После обеда всех немного разморило. Да и погода сонная.

Галакси с невозмутимым видом расстелил свои газеты, выполняющие роль коврика для молитвы. Молитва. Пять раз в день.

Вот так и живем.

Лежу в дреме, идет сильный дождь, гроза.

Дождь кончился.

Решил посмотреть в дверной проем на играющих в футбол бразильцев.

Через какое-то время рядом со мной встали Даниэл и Карлос.

Вдруг неожиданно появился пастор – сухой и мощный старик в белой рубашке и галстуке.


Он подошел к нам и просунул через дверное окошко руку, я вместе со всеми тоже пожал ее.

Затем он через дверь начал проповедь.

Все, кроме сенегальца Галакси, столпились у окошка. Я чуть сзади.

Карлос встал на колени. Пастор закрыл глаза и с жаром начал что-то говорить. Я увидел, как даже у атлетичного Даниэла – с его-то биографией – побежали мурашки.

«Аминь, аминь». Пастор еще раз протянул нам руку, и мы поочередно ее пожали.

Вера – это важно.


Холодный душ

Решил помыться.

Сегодня, следуя героическому (учитывая холод) при-меру Даниэла и подбадриваемый им (он вышел после душа бодрый и энергичный – еще бы), я впервые за неделю помылся.

Это происходило следующим образом. Вначале я постирал свои трусы – это единственная моя вещь, которая у меня осталась.

Трусы и послужили моим полотенцем, так как находиться без футболки или штанов было бы холоднее, чем без трусов.

Включил чуть-чуть холодную воду и начал привыкать к ней, стоя на ледяном полу, скрючив ступни. Затем под возгласы Даниэла, означающие приблизительно: «Давай, давай, будь мужчиной!» – начал все больше и больше обливать себя холодной водой и судорожно мылиться.
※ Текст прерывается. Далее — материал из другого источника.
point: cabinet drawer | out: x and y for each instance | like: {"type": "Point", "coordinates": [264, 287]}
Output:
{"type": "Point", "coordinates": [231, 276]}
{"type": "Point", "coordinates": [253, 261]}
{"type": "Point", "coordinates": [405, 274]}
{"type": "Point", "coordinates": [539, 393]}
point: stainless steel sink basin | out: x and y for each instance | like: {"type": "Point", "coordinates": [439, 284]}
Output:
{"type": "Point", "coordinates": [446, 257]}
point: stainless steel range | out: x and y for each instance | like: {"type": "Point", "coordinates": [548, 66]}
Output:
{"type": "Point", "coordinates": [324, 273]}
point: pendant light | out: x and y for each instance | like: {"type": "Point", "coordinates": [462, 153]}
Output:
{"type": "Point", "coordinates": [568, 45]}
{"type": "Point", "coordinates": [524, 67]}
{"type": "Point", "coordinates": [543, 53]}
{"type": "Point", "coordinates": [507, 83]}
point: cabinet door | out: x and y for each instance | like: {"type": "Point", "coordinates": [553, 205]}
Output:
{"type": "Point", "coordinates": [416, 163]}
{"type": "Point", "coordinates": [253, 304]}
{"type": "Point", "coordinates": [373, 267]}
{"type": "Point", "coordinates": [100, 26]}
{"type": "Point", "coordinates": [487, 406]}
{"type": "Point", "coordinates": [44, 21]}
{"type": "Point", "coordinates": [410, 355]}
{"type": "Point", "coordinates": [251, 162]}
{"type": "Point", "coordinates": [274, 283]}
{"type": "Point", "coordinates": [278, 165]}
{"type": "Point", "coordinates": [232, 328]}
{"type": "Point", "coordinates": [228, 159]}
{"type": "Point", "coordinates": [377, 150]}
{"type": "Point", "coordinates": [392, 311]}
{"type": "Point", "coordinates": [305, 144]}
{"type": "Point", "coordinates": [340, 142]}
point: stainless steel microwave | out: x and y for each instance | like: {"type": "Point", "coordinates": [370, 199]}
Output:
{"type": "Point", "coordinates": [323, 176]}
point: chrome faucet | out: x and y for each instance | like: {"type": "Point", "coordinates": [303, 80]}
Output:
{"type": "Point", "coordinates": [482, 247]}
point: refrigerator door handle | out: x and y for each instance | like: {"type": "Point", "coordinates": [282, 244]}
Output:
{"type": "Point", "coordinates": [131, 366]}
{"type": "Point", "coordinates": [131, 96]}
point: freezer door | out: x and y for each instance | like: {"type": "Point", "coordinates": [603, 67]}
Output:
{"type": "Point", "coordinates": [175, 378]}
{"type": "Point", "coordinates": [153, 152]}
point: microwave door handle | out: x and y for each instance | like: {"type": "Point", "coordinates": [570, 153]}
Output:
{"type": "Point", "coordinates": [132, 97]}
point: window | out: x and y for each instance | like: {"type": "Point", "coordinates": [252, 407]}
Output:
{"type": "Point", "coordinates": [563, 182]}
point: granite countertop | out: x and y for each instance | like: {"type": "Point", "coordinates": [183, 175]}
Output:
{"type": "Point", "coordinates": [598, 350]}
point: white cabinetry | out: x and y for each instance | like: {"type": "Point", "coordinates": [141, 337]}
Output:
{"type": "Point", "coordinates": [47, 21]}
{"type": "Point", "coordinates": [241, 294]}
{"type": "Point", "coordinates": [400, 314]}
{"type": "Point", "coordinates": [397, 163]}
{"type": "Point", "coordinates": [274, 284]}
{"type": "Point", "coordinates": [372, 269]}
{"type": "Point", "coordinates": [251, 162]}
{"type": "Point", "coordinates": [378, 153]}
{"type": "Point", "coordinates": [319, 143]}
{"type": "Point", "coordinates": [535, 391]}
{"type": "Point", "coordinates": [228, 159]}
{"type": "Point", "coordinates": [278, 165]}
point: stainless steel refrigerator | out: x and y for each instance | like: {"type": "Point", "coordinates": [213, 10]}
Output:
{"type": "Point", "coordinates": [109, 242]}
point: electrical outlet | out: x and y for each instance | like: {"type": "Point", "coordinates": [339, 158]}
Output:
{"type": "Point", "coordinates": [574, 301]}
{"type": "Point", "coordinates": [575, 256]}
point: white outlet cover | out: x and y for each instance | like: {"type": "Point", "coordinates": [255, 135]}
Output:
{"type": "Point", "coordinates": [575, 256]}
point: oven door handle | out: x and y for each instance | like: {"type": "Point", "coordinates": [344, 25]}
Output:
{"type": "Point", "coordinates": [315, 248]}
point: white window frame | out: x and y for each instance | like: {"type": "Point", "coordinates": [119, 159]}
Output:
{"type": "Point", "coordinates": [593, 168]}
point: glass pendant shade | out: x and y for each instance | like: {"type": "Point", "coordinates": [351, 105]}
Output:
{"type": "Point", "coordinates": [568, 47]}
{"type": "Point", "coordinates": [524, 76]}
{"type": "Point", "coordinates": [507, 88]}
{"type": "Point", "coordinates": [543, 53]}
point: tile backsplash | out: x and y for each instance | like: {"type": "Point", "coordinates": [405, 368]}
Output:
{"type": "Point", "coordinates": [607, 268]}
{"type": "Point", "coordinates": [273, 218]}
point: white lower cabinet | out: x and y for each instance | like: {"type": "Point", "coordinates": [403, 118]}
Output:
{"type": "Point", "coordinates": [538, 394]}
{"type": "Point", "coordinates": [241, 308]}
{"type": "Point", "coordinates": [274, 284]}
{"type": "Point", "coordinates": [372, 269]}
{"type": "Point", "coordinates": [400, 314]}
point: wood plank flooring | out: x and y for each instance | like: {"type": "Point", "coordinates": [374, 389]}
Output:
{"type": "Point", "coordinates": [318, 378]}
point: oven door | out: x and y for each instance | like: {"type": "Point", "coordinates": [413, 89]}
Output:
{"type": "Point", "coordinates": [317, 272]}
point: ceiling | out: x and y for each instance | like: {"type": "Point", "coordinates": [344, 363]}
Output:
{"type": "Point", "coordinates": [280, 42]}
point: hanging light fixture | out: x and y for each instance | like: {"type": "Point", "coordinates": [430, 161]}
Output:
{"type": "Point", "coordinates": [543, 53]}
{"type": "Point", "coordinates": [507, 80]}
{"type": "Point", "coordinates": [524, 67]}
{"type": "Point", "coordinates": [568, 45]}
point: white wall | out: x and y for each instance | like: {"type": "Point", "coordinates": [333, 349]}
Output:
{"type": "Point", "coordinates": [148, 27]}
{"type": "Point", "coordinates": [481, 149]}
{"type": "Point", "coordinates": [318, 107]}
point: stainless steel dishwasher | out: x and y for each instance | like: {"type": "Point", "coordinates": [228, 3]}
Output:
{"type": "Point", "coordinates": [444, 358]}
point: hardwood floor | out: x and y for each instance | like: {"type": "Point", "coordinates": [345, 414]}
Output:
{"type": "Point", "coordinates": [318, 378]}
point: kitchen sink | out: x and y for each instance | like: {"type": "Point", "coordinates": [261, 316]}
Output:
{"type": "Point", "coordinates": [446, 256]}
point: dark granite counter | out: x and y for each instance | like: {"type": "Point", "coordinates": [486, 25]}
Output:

После этой процедуры я быстро-быстро обтер себя своими предварительно хорошенько отжатыми сырыми трусами и сразу надел футболку, штаны и вьетнамки.

Ну, в общем, помылся.

Взбодрился.

В тюрьме начинаешь ценить блага цивилизации, которые в обычной жизни воспринимаешь как должное, например полотенце. О горячей воде я уж и не говорю.

Вечером нас ждала очередная проповедь Карлоса и традиционная молитва. После нее все тихо и смиренно разлеглись – кто на кроватях, а кто на полу – спать.

Прошел еще один день.

Он был неплох.

Я не знал, что ждет меня дальше.


Состояние дыма

Эти несколько страничек могут показаться немного трудными для восприятия, но я ими доволен, потому что мне удалось передать очень сложную гамму ощущений.

Возможно, это стоит перечитать несколько раз в полной тишине.

Вначале казалось, что все, что происходит со мной, это несерьезно.

Потом – что это происходит не со мной.

Это же невероятно: ты – и в бразильской тюрьме с наркодилерами, африканцами и мулатами.

У меня сохранялось стойкое ощущение нереальности происходящего – вероятно, это было защитной реакцией психики.


Наша психика не может так быстро перестраиваться, действует инерция.

Процессы запущены, но ты еще не стал другим.

Ты видишь все, как в кино, вся разница только в том, что ты не зритель, а актер. И вдруг оказался на сцене.